INVESTIGATING THE RELATIONSHIP BETWEEN MONEY LAUNDERING AND INFLATION IN PAKISTAN

Shehzad Khan, Muhammad Younas, Javed Iqbal, Muhammad Jehangir

Abstract


The aim of the study was to estimates the amount of money laundering and to estimate its effect on inflation in Pakistan. Firstly, the study estimated the amount of money laundering in Pakistan for a period of 1960-2014. It was found that about 3.8% of the Pakistan’s gross domestic product (GDP) was laundered in 1998 while in 2014 it was approximately 20% of GDP. For examining the relationship between estimated amount of money laundered and inflation in Pakistan, national consumption, investment, value added tax and employment rate were taken as control variables.
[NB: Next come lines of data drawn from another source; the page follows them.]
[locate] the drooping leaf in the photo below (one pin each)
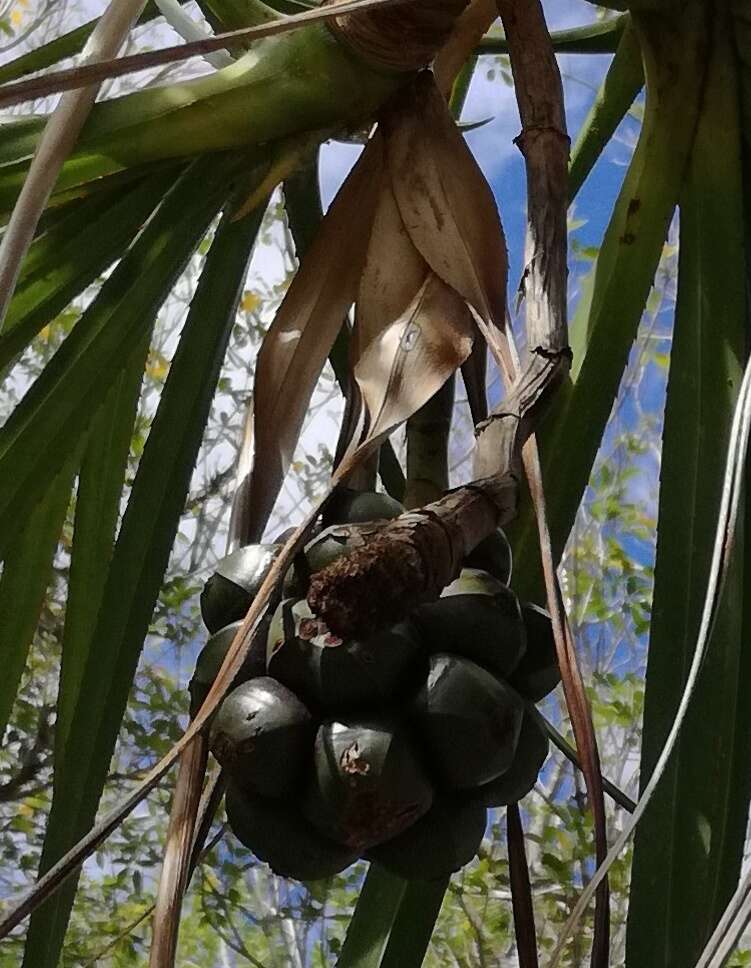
(373, 919)
(58, 407)
(60, 48)
(521, 894)
(63, 261)
(26, 573)
(624, 273)
(617, 92)
(303, 82)
(138, 562)
(100, 484)
(301, 336)
(413, 927)
(690, 843)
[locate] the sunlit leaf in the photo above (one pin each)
(58, 407)
(622, 83)
(138, 562)
(72, 254)
(690, 844)
(27, 570)
(625, 269)
(100, 484)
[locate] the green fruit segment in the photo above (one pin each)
(478, 619)
(263, 736)
(537, 674)
(328, 673)
(357, 507)
(468, 720)
(210, 662)
(493, 554)
(227, 595)
(279, 836)
(443, 841)
(521, 776)
(368, 784)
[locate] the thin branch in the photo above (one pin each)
(58, 138)
(76, 77)
(724, 542)
(559, 741)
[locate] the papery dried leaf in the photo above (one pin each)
(474, 374)
(299, 340)
(394, 271)
(469, 29)
(414, 356)
(445, 201)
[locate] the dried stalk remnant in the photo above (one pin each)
(411, 559)
(405, 37)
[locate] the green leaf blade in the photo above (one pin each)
(606, 324)
(97, 509)
(622, 83)
(63, 261)
(26, 574)
(138, 563)
(58, 407)
(689, 846)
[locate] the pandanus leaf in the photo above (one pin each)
(57, 409)
(138, 562)
(690, 843)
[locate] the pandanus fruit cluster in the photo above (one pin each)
(391, 746)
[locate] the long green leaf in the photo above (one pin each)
(675, 62)
(413, 928)
(373, 919)
(689, 846)
(622, 83)
(58, 407)
(26, 574)
(100, 485)
(70, 256)
(138, 563)
(302, 81)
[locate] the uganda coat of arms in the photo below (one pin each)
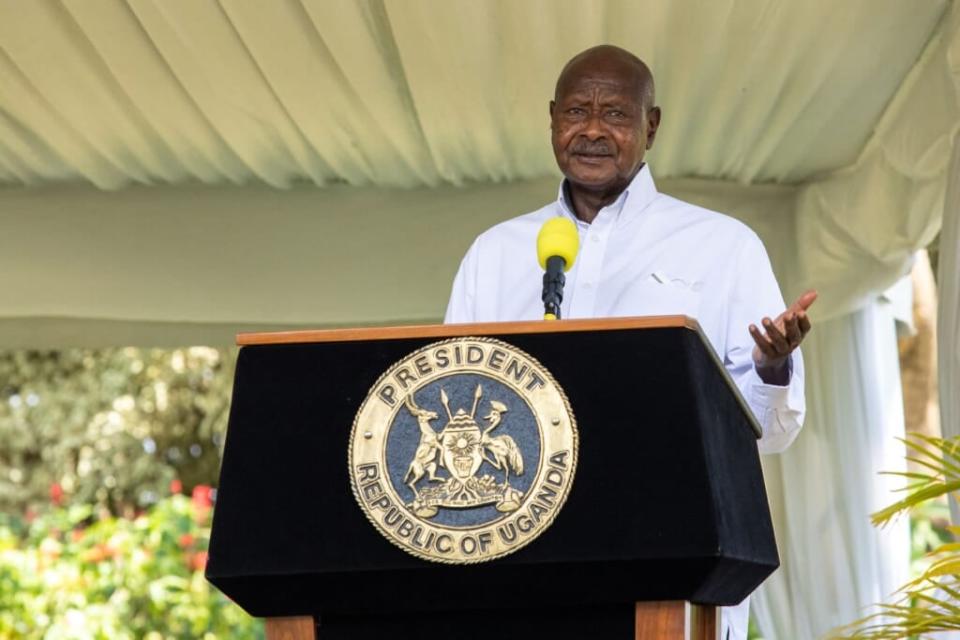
(464, 451)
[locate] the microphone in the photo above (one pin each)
(557, 246)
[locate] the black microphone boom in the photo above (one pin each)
(553, 281)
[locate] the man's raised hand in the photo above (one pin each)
(779, 338)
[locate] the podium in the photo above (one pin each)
(665, 520)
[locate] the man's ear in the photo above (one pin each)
(653, 123)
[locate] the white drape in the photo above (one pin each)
(822, 490)
(948, 312)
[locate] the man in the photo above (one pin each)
(644, 253)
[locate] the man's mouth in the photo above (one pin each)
(591, 157)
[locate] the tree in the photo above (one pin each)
(110, 427)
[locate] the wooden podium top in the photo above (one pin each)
(453, 330)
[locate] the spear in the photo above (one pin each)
(446, 403)
(476, 400)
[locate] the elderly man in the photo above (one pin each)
(643, 252)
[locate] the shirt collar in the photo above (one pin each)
(639, 193)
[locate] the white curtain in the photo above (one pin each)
(822, 489)
(948, 313)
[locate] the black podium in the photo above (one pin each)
(668, 503)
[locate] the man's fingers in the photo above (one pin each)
(804, 301)
(791, 326)
(803, 322)
(763, 343)
(776, 337)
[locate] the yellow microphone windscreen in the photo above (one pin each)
(558, 237)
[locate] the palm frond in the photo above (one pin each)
(930, 603)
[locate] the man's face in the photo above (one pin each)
(601, 129)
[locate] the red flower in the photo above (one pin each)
(201, 497)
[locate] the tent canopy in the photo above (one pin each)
(174, 171)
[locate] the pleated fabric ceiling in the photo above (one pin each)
(408, 94)
(218, 164)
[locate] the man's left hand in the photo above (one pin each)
(781, 336)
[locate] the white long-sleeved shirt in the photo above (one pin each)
(646, 254)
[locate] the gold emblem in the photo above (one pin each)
(464, 451)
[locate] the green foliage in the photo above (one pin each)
(109, 427)
(931, 602)
(69, 575)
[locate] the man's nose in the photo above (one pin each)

Using the Auto-regressive Distributive Lag (ARDL) model, it was found that money laundering affected the inflation rate positively; as when there was an increase in the amount of money laundering by 1%, it increased the inflation rate in the economy by approximately 22%. The empirical results of the present study revealed that money laundering was one of the key factors contributing to high inflation rate in the economy. Hence, it is suggested that the prevailing Money Laundering Act (MLA) in the country should be strengthened and enforced strictly for controlling the inflation rate.